The gold market looks vulnerable on the charts to start today with the market seemingly pinned down to the $1,325 level early. Fortunately for the bull camp the dollar index is showing only minimal gains and has not taken out the Thursday high in the early going today.
However the charts and bullish sentiment were ruptured by the aggressive washout yesterday. In retrospect the magnitude of the gains in the dollar this week do not justify the magnitude of the washout in gold yesterday and to us that suggests the driving force in gold has been a subtle shift in views toward the Fed's stance (they were less dovish) and ideas that safe haven/economic uncertainty will decline further following the trade deal that could be announced today.

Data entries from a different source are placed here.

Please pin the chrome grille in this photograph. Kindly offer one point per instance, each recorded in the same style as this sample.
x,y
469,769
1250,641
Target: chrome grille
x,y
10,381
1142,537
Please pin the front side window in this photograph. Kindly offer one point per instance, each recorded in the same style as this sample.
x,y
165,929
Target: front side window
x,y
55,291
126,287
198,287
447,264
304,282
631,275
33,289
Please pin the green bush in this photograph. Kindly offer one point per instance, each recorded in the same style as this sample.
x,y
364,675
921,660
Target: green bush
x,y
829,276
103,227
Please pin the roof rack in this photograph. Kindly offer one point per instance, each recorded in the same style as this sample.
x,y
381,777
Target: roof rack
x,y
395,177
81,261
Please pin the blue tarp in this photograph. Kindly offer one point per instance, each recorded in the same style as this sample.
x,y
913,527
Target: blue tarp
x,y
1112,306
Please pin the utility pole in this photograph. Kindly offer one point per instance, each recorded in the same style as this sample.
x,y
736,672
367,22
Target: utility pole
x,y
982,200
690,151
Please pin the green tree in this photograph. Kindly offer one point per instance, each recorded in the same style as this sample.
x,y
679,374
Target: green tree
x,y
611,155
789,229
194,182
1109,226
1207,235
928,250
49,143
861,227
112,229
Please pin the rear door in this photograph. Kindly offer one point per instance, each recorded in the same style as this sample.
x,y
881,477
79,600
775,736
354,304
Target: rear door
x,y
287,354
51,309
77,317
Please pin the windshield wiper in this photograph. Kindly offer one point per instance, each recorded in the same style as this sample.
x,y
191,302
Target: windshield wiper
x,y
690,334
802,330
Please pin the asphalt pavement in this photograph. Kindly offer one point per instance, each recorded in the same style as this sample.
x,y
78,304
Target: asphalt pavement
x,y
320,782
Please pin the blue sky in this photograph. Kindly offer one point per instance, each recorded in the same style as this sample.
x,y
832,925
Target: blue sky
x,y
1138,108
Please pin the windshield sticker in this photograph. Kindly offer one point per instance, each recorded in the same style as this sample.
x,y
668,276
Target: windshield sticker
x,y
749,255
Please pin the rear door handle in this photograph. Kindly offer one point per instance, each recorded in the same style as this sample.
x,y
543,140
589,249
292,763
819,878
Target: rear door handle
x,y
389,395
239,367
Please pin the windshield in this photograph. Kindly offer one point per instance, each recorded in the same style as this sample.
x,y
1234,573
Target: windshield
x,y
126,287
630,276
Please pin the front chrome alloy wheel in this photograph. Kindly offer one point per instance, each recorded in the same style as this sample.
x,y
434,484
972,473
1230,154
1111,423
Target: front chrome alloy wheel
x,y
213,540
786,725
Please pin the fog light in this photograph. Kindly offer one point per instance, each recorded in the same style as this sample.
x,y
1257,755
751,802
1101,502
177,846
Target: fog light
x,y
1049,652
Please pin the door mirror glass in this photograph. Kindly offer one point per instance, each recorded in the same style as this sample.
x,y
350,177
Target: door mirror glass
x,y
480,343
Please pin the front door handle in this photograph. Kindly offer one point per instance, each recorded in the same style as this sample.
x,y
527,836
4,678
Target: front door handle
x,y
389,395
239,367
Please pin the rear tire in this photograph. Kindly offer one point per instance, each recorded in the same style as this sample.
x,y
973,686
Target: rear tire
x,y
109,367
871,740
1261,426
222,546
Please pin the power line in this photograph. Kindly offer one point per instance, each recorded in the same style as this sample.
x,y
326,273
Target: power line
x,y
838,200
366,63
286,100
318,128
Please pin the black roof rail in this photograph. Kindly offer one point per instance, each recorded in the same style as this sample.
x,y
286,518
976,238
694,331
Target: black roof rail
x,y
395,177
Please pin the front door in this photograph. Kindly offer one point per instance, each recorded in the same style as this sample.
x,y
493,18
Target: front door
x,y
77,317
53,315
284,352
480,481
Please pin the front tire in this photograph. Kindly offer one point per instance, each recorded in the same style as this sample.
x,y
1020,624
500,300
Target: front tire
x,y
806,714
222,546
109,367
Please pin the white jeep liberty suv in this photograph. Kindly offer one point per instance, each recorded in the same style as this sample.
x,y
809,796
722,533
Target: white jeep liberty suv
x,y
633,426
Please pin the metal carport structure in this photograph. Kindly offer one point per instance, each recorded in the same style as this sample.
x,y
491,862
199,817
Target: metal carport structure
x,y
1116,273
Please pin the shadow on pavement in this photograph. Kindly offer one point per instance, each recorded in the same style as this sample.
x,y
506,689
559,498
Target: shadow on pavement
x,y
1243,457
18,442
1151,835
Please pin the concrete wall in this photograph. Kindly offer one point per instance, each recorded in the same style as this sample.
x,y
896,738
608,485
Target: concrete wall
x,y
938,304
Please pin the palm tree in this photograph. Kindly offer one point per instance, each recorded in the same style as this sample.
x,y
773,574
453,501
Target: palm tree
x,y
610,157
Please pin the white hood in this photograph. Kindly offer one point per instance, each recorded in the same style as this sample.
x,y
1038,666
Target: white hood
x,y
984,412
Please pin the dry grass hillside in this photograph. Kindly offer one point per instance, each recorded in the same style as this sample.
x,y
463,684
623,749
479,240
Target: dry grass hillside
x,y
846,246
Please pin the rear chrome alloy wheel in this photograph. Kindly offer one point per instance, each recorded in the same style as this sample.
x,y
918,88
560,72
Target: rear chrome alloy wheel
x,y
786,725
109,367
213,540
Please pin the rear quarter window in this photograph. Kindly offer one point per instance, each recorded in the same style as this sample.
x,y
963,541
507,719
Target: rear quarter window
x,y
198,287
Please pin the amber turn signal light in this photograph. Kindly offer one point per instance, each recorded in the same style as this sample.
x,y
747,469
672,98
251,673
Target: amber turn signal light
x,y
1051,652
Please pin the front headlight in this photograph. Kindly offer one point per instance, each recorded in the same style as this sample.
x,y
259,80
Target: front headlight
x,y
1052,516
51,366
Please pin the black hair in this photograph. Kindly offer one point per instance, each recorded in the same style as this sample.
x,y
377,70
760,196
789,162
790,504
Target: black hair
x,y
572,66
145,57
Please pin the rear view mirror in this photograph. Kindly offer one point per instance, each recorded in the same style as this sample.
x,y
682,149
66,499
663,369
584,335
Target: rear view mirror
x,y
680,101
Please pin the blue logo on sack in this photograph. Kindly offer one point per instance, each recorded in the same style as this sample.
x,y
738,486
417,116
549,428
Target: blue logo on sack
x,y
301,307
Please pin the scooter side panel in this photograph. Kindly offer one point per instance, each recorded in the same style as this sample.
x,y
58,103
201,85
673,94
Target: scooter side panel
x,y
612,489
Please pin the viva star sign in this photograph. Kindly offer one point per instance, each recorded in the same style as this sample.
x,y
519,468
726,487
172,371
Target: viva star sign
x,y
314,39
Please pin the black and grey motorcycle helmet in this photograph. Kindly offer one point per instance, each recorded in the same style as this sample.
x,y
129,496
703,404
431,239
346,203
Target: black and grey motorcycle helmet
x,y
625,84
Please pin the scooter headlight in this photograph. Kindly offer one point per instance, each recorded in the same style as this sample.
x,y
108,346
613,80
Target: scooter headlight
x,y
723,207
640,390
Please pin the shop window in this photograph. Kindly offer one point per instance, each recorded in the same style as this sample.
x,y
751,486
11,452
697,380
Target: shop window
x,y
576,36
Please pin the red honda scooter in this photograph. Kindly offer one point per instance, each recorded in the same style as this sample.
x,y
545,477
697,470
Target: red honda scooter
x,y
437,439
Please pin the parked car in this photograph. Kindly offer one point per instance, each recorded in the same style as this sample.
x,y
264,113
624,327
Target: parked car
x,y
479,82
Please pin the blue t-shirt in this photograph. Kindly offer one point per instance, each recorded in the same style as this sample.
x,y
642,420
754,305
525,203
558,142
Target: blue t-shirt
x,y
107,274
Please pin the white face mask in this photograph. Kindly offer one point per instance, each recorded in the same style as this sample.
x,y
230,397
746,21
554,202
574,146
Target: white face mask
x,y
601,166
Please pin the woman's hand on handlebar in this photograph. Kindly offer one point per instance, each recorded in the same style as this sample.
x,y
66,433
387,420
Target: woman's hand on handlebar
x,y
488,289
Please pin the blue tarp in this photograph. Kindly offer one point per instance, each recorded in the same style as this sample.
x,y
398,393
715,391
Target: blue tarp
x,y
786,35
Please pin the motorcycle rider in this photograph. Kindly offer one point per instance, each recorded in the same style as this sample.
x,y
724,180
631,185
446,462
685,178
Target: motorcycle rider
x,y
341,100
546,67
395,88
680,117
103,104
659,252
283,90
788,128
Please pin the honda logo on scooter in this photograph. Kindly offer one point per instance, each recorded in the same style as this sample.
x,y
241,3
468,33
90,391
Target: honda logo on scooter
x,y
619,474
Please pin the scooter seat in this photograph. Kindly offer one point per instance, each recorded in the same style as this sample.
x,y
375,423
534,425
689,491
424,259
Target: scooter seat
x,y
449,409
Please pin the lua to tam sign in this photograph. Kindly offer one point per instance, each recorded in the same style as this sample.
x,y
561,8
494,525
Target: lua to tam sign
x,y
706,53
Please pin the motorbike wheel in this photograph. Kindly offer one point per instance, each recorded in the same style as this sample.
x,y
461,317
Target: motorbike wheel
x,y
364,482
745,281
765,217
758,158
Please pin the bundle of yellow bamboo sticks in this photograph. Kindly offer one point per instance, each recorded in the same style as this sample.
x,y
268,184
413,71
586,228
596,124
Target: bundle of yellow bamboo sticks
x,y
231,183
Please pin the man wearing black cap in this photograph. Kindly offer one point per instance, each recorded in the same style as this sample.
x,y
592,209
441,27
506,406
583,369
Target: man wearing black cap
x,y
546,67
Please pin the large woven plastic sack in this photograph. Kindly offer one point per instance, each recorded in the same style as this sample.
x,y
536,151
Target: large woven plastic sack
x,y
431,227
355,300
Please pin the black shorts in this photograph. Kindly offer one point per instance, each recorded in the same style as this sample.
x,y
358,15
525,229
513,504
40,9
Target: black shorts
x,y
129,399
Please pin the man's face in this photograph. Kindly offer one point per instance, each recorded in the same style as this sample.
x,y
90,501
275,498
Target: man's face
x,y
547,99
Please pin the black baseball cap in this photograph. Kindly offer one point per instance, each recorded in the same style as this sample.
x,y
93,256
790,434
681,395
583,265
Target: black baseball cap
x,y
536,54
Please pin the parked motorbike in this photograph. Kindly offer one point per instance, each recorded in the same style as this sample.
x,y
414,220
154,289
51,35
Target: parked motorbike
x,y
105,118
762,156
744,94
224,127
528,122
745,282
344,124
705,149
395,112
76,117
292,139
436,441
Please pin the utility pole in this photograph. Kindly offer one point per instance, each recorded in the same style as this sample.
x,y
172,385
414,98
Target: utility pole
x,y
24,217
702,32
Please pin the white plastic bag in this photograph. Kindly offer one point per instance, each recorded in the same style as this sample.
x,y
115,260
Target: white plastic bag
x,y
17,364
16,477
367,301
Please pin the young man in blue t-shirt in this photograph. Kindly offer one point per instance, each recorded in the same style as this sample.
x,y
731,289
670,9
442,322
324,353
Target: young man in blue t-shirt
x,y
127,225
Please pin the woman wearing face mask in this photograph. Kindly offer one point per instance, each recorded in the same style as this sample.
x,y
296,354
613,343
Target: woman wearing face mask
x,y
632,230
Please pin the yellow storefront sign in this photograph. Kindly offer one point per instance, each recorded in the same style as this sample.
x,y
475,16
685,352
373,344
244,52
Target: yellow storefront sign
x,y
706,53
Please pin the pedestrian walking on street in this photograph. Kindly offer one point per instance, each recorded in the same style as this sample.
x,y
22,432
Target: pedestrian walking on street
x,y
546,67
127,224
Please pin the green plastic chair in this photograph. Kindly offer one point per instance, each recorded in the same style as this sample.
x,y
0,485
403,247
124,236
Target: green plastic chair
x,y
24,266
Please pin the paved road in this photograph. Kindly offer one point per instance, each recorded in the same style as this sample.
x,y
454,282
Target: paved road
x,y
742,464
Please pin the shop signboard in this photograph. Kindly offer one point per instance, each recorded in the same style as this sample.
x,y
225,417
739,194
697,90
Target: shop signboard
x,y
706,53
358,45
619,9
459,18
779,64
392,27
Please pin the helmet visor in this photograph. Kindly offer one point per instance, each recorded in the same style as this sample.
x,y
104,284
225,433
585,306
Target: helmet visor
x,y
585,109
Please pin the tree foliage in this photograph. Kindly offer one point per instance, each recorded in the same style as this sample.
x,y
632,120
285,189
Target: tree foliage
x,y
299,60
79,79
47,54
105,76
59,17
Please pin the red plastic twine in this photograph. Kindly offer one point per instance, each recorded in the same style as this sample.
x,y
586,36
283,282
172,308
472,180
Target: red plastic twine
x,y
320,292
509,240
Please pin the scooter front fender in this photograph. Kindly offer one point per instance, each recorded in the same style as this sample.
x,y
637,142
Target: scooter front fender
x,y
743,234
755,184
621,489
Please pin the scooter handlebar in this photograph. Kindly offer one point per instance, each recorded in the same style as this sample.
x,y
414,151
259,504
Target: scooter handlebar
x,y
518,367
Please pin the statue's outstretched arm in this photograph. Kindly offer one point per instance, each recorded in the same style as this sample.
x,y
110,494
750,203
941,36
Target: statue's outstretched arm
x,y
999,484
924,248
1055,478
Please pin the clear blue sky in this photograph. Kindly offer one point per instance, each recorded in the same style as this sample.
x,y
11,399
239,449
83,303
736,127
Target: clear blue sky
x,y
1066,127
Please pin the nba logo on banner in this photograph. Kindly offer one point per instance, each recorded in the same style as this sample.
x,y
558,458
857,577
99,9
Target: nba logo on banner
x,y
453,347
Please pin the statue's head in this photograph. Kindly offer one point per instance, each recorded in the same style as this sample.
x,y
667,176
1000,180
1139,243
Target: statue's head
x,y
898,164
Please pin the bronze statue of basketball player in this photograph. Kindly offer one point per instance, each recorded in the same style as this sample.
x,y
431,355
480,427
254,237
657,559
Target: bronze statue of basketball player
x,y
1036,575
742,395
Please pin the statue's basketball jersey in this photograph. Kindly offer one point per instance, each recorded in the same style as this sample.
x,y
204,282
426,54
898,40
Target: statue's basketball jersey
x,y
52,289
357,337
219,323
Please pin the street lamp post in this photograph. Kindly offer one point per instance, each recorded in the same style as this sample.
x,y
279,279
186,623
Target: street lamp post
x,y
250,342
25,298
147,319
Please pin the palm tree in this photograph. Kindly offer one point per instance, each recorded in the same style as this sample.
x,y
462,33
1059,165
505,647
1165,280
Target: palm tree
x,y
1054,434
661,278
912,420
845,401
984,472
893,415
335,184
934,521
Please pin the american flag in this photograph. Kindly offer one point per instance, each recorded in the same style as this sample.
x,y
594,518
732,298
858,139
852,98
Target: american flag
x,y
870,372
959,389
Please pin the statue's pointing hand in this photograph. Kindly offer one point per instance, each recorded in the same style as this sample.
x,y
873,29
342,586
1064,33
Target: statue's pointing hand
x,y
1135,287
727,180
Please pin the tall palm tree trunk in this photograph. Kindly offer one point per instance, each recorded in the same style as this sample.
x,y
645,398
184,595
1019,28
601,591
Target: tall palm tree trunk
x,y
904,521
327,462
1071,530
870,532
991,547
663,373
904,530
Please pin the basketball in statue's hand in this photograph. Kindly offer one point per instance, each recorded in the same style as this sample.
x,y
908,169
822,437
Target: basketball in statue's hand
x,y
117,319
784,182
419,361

Evidence of the safe haven/physical commodity market distinction can be seen with gold lower this morning at the same time that silver, platinum and palladium are tracking slightly higher. However it is possible that gold could display impressive bull market action by shifting its focus to embrace the potential for improved physical demand in the event noted progress is officially documented from the trade talks today.
Unfortunately for the bull camp, we suspect that a trade deal could result in further safe haven liquidation of gold unless the dollar knifes its way back toward 96.00. A positive development for gold overnight is word of another gold takeover deal of roughly $19 billion as that should keep speculative buying buzz for gold assets in the marketplace.